Spark and Postgresql

How to connect to apache spark to postgresql.

pyspark notebook and docker-compose

For this I will be using the jupyter all-spark notebook and define it with a postgres container in docker-compose. First I extend the all-spark dockerfile to include the jdbc jar:

Dockerfile

FROM jupyter/pyspark-notebook
RUN wget https://jdbc.postgresql.org/download/postgresql-42.2.17.jar
ENV SPARK_OPTS=$SPARK_OPTS:" --packages org.postgresql:postgresql:42.2.17"

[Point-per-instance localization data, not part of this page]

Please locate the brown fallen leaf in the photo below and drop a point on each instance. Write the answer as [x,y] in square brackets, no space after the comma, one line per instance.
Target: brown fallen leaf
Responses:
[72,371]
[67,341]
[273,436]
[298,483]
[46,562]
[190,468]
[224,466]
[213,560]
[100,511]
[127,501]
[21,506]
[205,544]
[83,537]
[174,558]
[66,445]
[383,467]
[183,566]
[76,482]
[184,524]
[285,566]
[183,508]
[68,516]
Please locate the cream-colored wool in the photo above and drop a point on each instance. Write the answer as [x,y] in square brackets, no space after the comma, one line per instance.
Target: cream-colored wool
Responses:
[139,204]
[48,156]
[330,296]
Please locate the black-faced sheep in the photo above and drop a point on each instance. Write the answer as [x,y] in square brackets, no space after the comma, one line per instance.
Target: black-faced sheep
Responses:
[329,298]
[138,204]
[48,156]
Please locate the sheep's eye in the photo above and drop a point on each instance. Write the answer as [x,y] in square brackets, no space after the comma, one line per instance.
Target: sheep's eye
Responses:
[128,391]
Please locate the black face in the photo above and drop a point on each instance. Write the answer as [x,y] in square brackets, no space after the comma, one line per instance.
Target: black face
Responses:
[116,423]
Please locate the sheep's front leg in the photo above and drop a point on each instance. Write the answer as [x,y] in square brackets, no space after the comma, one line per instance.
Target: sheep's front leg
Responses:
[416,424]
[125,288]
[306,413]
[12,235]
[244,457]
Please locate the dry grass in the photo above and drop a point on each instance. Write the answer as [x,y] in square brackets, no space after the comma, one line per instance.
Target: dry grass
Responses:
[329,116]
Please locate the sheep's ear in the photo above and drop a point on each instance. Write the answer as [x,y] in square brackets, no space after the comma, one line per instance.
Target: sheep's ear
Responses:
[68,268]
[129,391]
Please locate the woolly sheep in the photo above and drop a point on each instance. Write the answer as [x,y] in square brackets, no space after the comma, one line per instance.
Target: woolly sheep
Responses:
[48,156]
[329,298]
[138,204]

The docker-compose file is then:

version: '3' 
services: 
  db: 
    image: 'postgres' 
    environment: 
      - POSTGRES_USER=postgres 
      - POSTGRES_PASSWORD=postgres 
      - POSTGRES_DB=postgres 
    volumes: 
      - database-data:/var/lib/postgresql/data/ 
      - ./data/:/data 
    ports: 
      - "5432:5432" 
  spark: 
    build: . 
    volumes: 
      - ./data/:/data 
      - ./notebooks/:/home/jovyan/notebook 
    environment: 
      - SPARK_OPTS="--driver-java-options=-Xms1024M --driver-java-options=-Xmx4096M --driver-java-options=-Dlog4j.logLevel=info --packages=io.delta:delta-core_2.12:0.7.0 --conf=spark.sql.extensions=io.delta    .sql.DeltaSparkSessionExtension --conf=spark.sql.catalog.spark_catalog=org.apache.spark.sql.delta.catalog.DeltaCatalog --packages org.postgresql:postgresql:42.2.17" 
    ports: 
      - "8888:8888" 
 
volumes: 
  database-data: 
  data: 
  notebooks:

juypter notebook

We can now connect to postgres through pyspark:

from pyspark.sql import SparkSession

jdbc = '/home/jovyan/postgresql-42.2.17.jar'

spark = SparkSession \
    .builder \
    .config("spark.driver.extraClassPath", jdbc) \
    .getOrCreate()

df = spark.read \
    .format("jdbc") \
    .option("url", "jdbc:postgresql://db:5432/postgres") \
    .option("driver", "org.postgresql.Driver") \
    .option("dbtable", "timing") \
    .option("user", "postgres") \
    .option("password", "postgres") \
    .load()

df.show()
+---+--------------------+
| id|             updated|
+---+--------------------+
|  1|2020-10-15 05:53:...|
|  2|2020-10-15 05:53:...|
|  3|2020-10-15 05:53:...|
+---+--------------------+